Hi Eric,
So in this case, a "clock" is a discretization *and* a set of "holiday" offsets for which there is no data?
Not really. A clock is a sequence of times, a ptime for example. Each value point in the series has a corresponding time point. Sometimes referred to as the "valid start time" as this the time the data becomes the truth from. Logically it is simply a sequence (Vs, Data). If series have the same underlying clock you can just use index operations freely which are fast. If they don't have the same underlying clock you have to match based on time points. Your discretization say for daily data for stock data from 20 different countries would invite trouble as the different clocks, due to different holiday schedules, could not be mixed by index offsets even though they were all daily.
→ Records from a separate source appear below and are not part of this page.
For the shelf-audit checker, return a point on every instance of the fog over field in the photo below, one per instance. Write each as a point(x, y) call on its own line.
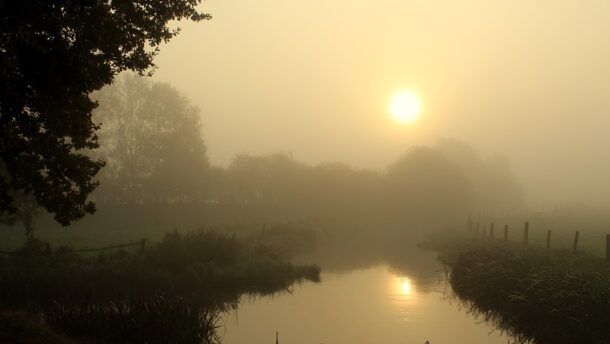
point(523, 80)
point(323, 171)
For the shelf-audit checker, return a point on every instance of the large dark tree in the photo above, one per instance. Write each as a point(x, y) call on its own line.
point(53, 54)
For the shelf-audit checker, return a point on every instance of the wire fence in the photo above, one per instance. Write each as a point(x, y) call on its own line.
point(488, 230)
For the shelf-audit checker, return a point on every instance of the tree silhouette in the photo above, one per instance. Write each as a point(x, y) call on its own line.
point(151, 139)
point(53, 54)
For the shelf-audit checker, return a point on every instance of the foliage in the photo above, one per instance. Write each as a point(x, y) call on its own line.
point(151, 140)
point(53, 54)
point(538, 296)
point(171, 292)
point(160, 320)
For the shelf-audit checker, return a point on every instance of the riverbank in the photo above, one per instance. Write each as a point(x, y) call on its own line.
point(172, 292)
point(536, 295)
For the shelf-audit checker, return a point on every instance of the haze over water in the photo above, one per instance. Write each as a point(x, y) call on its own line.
point(525, 80)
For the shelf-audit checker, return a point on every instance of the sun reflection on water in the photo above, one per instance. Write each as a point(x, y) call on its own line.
point(403, 296)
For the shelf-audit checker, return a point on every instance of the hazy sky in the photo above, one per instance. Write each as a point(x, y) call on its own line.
point(526, 79)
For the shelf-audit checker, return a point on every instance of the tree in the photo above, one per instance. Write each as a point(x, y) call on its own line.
point(53, 54)
point(151, 139)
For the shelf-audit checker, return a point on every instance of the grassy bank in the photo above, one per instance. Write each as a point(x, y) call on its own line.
point(172, 292)
point(535, 295)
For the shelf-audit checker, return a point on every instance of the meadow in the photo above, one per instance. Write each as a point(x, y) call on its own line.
point(172, 291)
point(534, 294)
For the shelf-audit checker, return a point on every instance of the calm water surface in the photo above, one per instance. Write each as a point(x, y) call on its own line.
point(372, 305)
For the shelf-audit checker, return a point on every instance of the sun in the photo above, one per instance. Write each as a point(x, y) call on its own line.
point(405, 106)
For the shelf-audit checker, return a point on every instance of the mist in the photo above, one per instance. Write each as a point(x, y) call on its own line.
point(206, 172)
point(522, 80)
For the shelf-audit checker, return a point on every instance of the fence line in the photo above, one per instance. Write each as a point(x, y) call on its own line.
point(525, 241)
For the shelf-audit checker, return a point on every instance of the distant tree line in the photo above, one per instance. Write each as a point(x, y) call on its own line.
point(151, 140)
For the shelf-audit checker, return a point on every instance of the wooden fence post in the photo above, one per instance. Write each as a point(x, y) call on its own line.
point(608, 248)
point(575, 247)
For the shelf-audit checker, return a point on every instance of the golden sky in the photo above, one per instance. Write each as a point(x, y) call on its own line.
point(525, 79)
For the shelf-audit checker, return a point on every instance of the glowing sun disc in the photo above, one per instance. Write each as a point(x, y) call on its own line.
point(405, 106)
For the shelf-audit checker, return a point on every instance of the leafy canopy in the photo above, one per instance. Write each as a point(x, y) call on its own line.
point(53, 54)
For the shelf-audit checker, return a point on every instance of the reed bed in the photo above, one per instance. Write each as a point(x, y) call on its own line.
point(172, 292)
point(535, 295)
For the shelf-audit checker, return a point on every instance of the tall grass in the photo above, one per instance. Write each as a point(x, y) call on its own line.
point(173, 292)
point(535, 295)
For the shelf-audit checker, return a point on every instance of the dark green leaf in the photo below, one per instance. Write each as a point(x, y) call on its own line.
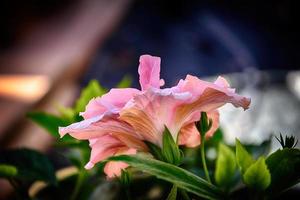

Similarly, for stocks at one exchange, data points are missing due to suspensions and other reasons, meaning clocks are often a little different. Without going to clocks you could simply call them a different discretization in your scheme by assigning a different integer and thus ensuring they don't mix. However you often wish to mix such things. The neat thing about using the clock mechanism is that you can freely mix sub second data, annual data and everything in between without much fuss and if the data does derive from the same clock you simply use direct offsets. Last time I did an implementation the clocks were reference counted attributes of the series. Perhaps having ptime offsets is part of the answer. It seems you have something very close to the solution lurking in there.
I'm having a hard time trying to image what an interface that uses clocks instead of discretizations would look like. Could you mock up an example (pseudo-code is fine)? English is a poor substitute for code.
Especially my English ;-) I'll look to dig up some old code. I think your code looks very nice for its intended domain. Regards, Matt.